Fictionalism in Victorian and Edwardian Culture

 Michael Saler, Department of History, University of California, Davis

 In 1911, the philosopher Hans Vaihinger published The Philosophy of ‘As If’, which argued for the centrality of self-conscious fictions in all domains of life, an orientation he called “Fictionalism.”  Vaihinger’s work expressed a general interest in the idea of the “fictional” in late Victorian and Edwardian culture, which had been spurred by mutually reinforcing intellectual currents. These included a general revolt against positivism and concurrent explorations of the unconscious and irrational in everyday life, an interest in the centrality of art and illusion in the thought of Schopenhauer and Nietzsche, new approaches to Idealist philosophy alongside the emergence of pragmatism, a crisis in the representation of nature owing to the New Physics, and the prominence of Aestheticism and Symbolism within the arts. The late nineteenth century witnessed an efflorescence of imaginary worlds in fiction, a turn to imaginary models in the social sciences and “thought experiments” in the natural sciences, and an ironic embrace of fictional characters, such as Sherlock Holmes, by adults as well as children. But the self-reflexive embrace of fictions for practical purposes extends back to at least the seventeenth century, and became increasingly prominent through the eighteenth and nineteenth centuries.

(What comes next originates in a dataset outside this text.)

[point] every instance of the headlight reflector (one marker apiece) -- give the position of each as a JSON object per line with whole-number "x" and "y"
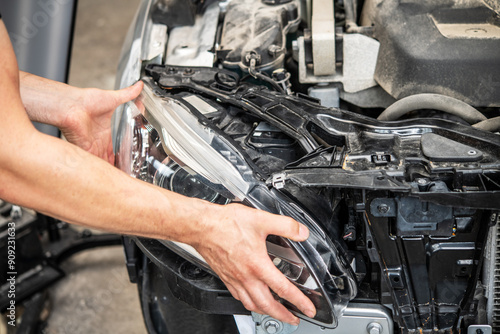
{"x": 161, "y": 140}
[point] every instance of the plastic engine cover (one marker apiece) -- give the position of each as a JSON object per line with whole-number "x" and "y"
{"x": 446, "y": 47}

This seminar invites papers on “Fictionalism” in all aspects of Victorian and Edwardian culture.

Michael Saler is a professor in the department of history at the University of California at Davis.  A European cultural and intellectual historian, he is the author of The Avant-Garde in Interwar England: Medieval Modernism and the London Underground (Oxford University Press, 1999); and As If: Modern Enchantment and the Literary Pre-History of Virtual Reality (Oxford University Press, 2012); and with Joshua Landy, edited The Re-Enchantment of the World: Secular Magic in a Rational Age (Stanford University Press, 2009).  He is currently editing The Fin-de-siècle World, a collection of interdisciplinary essays by on the political, economic, social, intellectual, and cultural trends across the globe between 1880 and 1914 and writing Fictionalism and the Secular Imagination, a history of the idea of “Fictionalism” in Western Culture, addressing issues of faith and belief in a secular age.